Sometimes I think I need professional help.........listen, I will be the first to admit that I have issues, faults and problems........well, when I think about it..........I can't really say that I have problems...hmmm........my mind is the problem............

"An idol mind is the devil's playground", that's what they say, right?  Well, if that is true, the devil has (of course with a little help from me, I am all about honesty, I just can't help it!) the largest, most pleasurable playground within my Kingdom!  It was not always like that........as a child, I was in control of my mind........I would day dream.......drift away.....have the blank look on my face and let me tell you it was euphoric.  As a young adult (20's and early 30's), people would ask me what I am thinking about when I went into my day dream trance, lol.  My answer would always be "Nothing".  Guess what, there was nothing really on my mind when I was day dreaming.  I know they thought it strange not to have something on the mind, but to me it was so natural, so peaceful.....

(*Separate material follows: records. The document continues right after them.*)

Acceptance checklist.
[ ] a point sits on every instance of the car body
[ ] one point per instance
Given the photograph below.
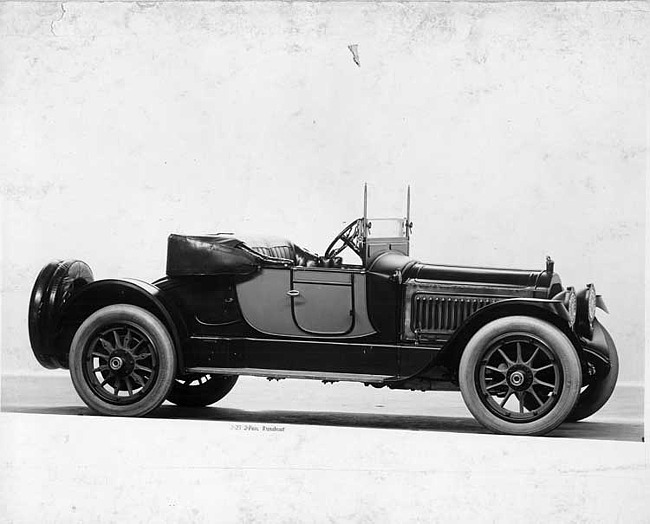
(525, 352)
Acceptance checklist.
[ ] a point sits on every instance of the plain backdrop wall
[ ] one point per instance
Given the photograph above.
(521, 127)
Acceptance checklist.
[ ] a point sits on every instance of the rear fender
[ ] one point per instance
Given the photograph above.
(102, 293)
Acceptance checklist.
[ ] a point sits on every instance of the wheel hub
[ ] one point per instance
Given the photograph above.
(519, 377)
(121, 362)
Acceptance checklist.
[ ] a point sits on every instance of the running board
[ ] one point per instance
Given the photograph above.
(285, 373)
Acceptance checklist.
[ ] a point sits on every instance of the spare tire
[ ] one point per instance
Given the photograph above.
(55, 284)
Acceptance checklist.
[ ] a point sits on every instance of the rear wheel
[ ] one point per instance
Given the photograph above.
(122, 361)
(520, 376)
(200, 390)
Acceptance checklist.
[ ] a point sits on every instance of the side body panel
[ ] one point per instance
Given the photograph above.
(331, 303)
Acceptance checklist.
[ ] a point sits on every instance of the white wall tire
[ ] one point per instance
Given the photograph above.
(517, 359)
(122, 361)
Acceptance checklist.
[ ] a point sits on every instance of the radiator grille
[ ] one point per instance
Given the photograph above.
(436, 313)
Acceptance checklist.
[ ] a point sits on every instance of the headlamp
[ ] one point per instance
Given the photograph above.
(570, 301)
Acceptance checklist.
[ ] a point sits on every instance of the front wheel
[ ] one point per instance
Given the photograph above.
(122, 361)
(200, 390)
(520, 376)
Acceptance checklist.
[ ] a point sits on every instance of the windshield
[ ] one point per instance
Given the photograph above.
(386, 228)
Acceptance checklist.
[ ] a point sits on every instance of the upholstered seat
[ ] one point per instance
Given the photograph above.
(283, 249)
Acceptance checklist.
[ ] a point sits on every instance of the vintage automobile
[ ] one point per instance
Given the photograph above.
(526, 352)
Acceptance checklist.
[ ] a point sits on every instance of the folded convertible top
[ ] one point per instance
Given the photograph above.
(224, 254)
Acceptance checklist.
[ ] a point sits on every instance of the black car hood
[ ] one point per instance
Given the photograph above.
(388, 263)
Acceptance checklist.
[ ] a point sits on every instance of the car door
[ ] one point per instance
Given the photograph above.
(322, 300)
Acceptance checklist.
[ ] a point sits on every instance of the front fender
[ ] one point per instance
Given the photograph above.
(102, 293)
(600, 351)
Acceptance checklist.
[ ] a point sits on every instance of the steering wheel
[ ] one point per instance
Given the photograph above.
(347, 238)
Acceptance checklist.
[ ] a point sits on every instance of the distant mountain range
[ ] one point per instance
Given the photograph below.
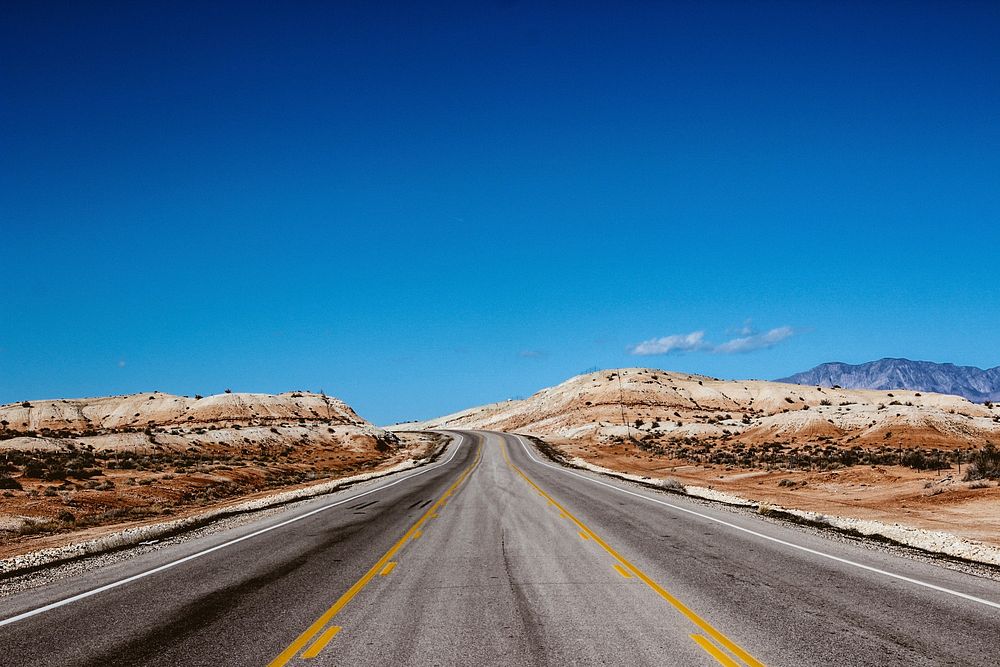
(973, 383)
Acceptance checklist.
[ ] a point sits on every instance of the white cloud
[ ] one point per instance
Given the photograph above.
(676, 343)
(755, 341)
(748, 341)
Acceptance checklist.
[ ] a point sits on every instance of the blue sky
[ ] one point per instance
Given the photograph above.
(419, 209)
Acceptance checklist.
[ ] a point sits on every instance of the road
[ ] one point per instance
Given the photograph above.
(496, 556)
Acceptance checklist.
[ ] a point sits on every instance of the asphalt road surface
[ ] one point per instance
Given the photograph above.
(496, 556)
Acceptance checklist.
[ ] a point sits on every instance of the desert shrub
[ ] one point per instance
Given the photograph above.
(984, 464)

Now at 36, my day dreams are far and few between....they are more like mindmares.........and I don't like it.....I don't like to think......thinking hurts........I would always tell people that.......yeah, they thought I was crazy, but I did not give a fuck because I was happy, carefree and I had NO PROBLEMS........(I still don't give a fuck, lol!)

But how do I get back there......how do I get back to the point of not thinking, being at peace, being happy.......Oh I ask myself that every single second I am awake and breathing.  I know I am in control of my thoughts and my feelings........but sometimes for me it is so hard to make it through the day..........without pain.....without thinking.....without torturing myself......without crying.........without the devil sitting on the throne of my Kingdom, ruling my thoughts, causing me to remember pains of my past.

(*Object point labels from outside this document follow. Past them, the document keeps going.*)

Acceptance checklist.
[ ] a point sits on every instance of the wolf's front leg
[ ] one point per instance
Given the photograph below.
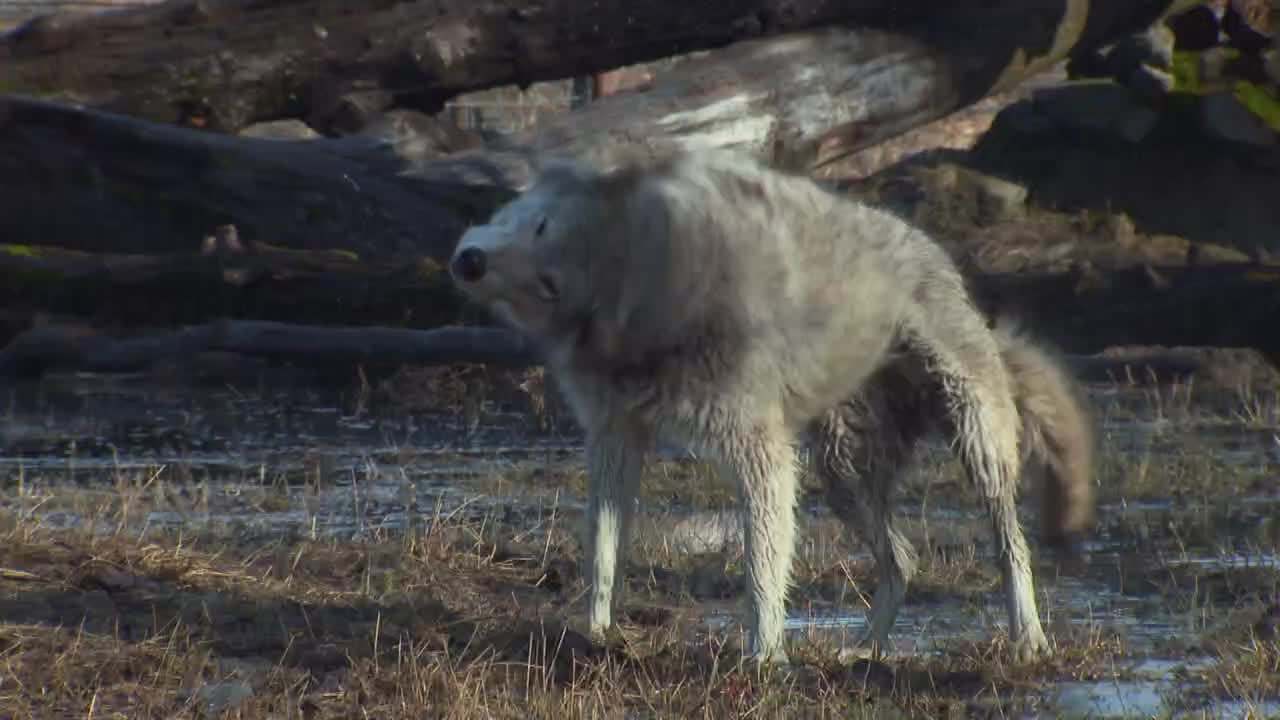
(615, 460)
(768, 478)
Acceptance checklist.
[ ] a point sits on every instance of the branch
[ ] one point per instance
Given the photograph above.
(50, 347)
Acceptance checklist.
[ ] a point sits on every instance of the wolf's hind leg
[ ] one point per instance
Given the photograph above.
(859, 459)
(764, 465)
(615, 460)
(977, 393)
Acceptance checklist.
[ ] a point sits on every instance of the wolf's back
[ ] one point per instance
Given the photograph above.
(1057, 436)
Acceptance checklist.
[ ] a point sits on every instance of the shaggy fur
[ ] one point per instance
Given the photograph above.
(731, 309)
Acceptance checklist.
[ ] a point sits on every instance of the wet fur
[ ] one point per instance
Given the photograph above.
(732, 309)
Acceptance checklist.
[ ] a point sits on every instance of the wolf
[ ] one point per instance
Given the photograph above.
(705, 300)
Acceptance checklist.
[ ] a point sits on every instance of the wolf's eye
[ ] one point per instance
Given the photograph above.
(547, 287)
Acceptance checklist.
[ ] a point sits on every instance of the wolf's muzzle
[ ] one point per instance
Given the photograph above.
(469, 265)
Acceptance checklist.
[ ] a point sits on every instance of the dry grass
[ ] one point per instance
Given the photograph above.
(476, 619)
(466, 615)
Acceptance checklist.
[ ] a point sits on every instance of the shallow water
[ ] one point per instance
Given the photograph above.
(344, 468)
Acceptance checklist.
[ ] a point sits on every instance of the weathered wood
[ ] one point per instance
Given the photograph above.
(95, 181)
(1084, 311)
(228, 63)
(115, 290)
(1079, 313)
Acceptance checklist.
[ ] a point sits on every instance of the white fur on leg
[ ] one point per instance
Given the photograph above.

I remember, like it was yesterday, my childhood day dreaming trances.....drifting off into nothingness, enveloped in peace and comfort.........just writing about it makes me feel like I am on the path........path to happiness.......peace.......no thoughts......path to day dreaming again!

Maybe that is what I need to do, just sit and visualize...........sit in quietness.......be still..........allow my trances to come back to me......oh how I long for them to come back........to be better.........be longer.......more powerful..........just the thought of them puts me at ease.................................................that is what I need to do.................hold my hand........come with me...............and................we are off to Ecstasy.....................Muah!(I know you will have fun with me!)